Tesla’s competitive landscape in China appears particularly challenging. Goldman analysts noted that Tesla’s Full Self-Driving (FSD) software faces stiff competition, as many Chinese automakers offer smart driving features without requiring a separate purchase. This pricing strategy puts Tesla at a disadvantage in one of the world’s largest EV markets.

Baird further added Tesla to its list of “bearish fresh picks” this week. Analysts at the firm highlighted concerns over production downtime as Tesla transitions to manufacturing its updated Model Y SUV. This shift could complicate Tesla’s supply-side equation, potentially exacerbating financial pressures.

Musk’s Political Role Adds to Investor Uncertainty

Beyond Tesla’s financial metrics, investors are grappling with how Musk’s political involvement may impact the company’s performance. As an advisor to President Donald Trump and the head of the newly established Department of Government Efficiency (DOGE), Musk has become a central figure in the administration’s push to shrink federal agencies, cut spending, and reduce government influence.

Musk’s political actions and controversial statements on social media platform X have drawn criticism, including his attacks on judges and his promotion of misleading narratives about Ukraine. This has fueled anti-Musk and anti-Tesla sentiment in the U.S. and Europe, leading to protests, vandalism, and even suspected arson at Tesla facilities.

Tesla Bulls Face a “Gut Check” Moment

Even the most bullish Tesla analysts are acknowledging the potential risks associated with Musk’s political entanglements. Cleantechnica, a long-time Tesla advocate, recently published an opinion piece questioning whether Tesla owners should sell their vehicles and whether the company’s board should consider replacing Musk as CEO.

Dan Ives of Wedbush Securities, a known Tesla supporter, described the situation as a “gut check moment for Tesla bulls, including ourselves.” Despite the negative sentiment, Wedbush added Tesla to its “Best Ideas” list, setting a 12-month price target at $550.

“The best thing that ever happened to Musk and Tesla was Trump in the White House,” Wedbush wrote, arguing that a deregulated environment could benefit Tesla’s long-term vision. The firm believes that federal support for autonomous vehicle technology could be pivotal for Tesla’s future growth.

Optimism for a 2025-2026 Product Cycle

Despite the current downturn, some analysts see potential for a Tesla resurgence. TD Cowen analysts believe that Tesla is at the start of a major product cycle that could drive volume growth and shift market sentiment in the coming years.

Tesla’s long-term growth strategy includes launching an affordable EV model, expanding its robotaxi and ride-hailing services, and advancing humanoid robotics for factory work. If successful, these innovations could help Tesla regain its competitive edge and restore investor confidence.

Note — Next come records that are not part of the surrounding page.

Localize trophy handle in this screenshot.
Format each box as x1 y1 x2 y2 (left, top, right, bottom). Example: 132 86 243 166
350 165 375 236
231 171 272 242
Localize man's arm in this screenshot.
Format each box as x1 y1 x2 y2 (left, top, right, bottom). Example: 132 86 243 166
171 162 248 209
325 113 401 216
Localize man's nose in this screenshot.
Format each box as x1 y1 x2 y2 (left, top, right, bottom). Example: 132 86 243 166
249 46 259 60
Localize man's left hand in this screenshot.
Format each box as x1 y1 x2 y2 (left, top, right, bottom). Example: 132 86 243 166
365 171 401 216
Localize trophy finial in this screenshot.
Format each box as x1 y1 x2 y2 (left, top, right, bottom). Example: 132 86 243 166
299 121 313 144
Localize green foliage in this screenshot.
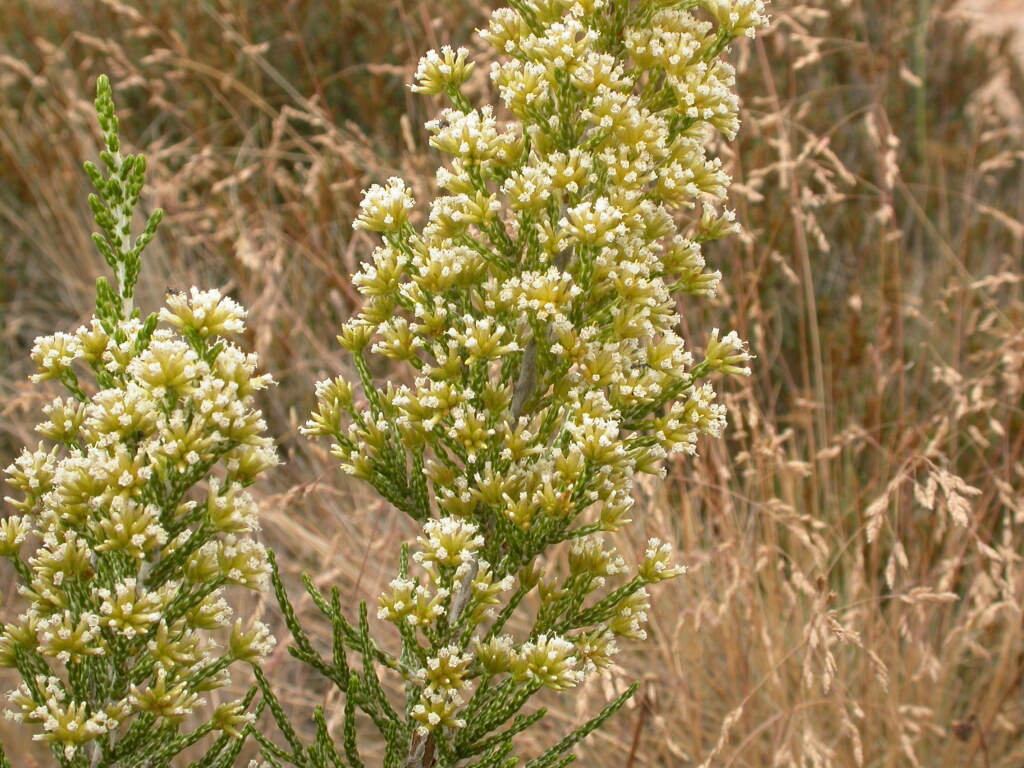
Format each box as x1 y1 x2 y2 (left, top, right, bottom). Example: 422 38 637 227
0 78 276 768
264 0 765 768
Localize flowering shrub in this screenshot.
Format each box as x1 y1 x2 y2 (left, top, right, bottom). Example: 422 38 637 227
0 0 766 768
257 0 765 768
0 78 278 768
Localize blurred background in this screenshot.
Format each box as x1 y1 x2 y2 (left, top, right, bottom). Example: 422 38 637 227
0 0 1024 768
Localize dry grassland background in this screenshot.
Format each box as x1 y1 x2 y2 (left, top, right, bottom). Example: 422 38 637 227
0 0 1024 768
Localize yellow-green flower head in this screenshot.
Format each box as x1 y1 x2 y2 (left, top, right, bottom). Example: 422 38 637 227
160 286 246 339
31 333 82 382
412 45 475 94
512 635 584 690
412 690 466 731
414 517 483 568
418 645 473 694
353 177 415 232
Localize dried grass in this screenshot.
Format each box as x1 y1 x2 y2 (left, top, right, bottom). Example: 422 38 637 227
0 0 1024 768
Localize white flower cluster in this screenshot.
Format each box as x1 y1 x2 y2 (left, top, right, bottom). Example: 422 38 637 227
0 289 278 764
299 0 767 753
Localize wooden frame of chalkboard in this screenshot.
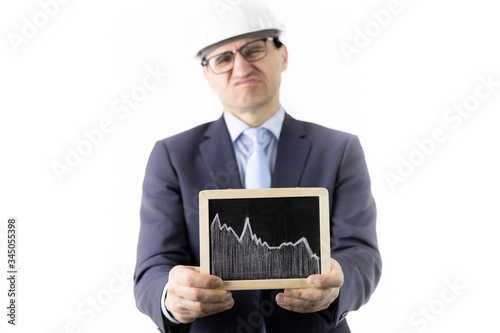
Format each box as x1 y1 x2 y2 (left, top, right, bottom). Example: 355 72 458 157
200 188 330 290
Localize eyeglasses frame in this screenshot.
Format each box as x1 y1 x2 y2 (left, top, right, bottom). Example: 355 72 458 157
201 37 283 74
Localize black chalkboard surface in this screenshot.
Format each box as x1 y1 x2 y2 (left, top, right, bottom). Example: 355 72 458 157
200 188 330 290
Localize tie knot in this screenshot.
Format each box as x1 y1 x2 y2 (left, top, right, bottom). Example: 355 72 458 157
244 127 271 146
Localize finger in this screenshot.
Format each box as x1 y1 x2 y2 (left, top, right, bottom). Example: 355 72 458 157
307 258 344 289
284 288 335 301
169 266 222 289
167 295 234 323
276 293 318 313
165 290 234 323
167 282 232 303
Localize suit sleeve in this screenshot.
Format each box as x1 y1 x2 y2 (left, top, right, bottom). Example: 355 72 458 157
331 136 382 325
134 142 191 332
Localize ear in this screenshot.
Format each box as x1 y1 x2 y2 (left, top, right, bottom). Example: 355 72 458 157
203 66 215 92
279 44 288 72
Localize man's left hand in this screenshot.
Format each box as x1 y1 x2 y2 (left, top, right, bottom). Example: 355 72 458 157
276 258 344 313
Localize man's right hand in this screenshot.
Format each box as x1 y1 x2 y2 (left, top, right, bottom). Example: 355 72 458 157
165 265 234 324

Musk’s ability to refocus on Tesla and steer the company through these turbulent times will be crucial. Some analysts anticipate that by the second half of 2025, Musk will prioritize Tesla over his other ventures, potentially stabilizing the company’s outlook.

The Road Ahead

Tesla’s seven-week losing streak reflects a mix of financial, political, and competitive pressures. While short-term concerns over sales, production, and Musk’s political activities weigh on investor sentiment, long-term believers remain optimistic about Tesla’s ability to innovate and lead the EV market.

Whether Tesla can rebound depends on several factors, including Musk’s leadership choices, global EV demand, and regulatory developments. As the company navigates these challenges, all eyes remain on how it adapts and evolves in the ever-changing automotive landscape.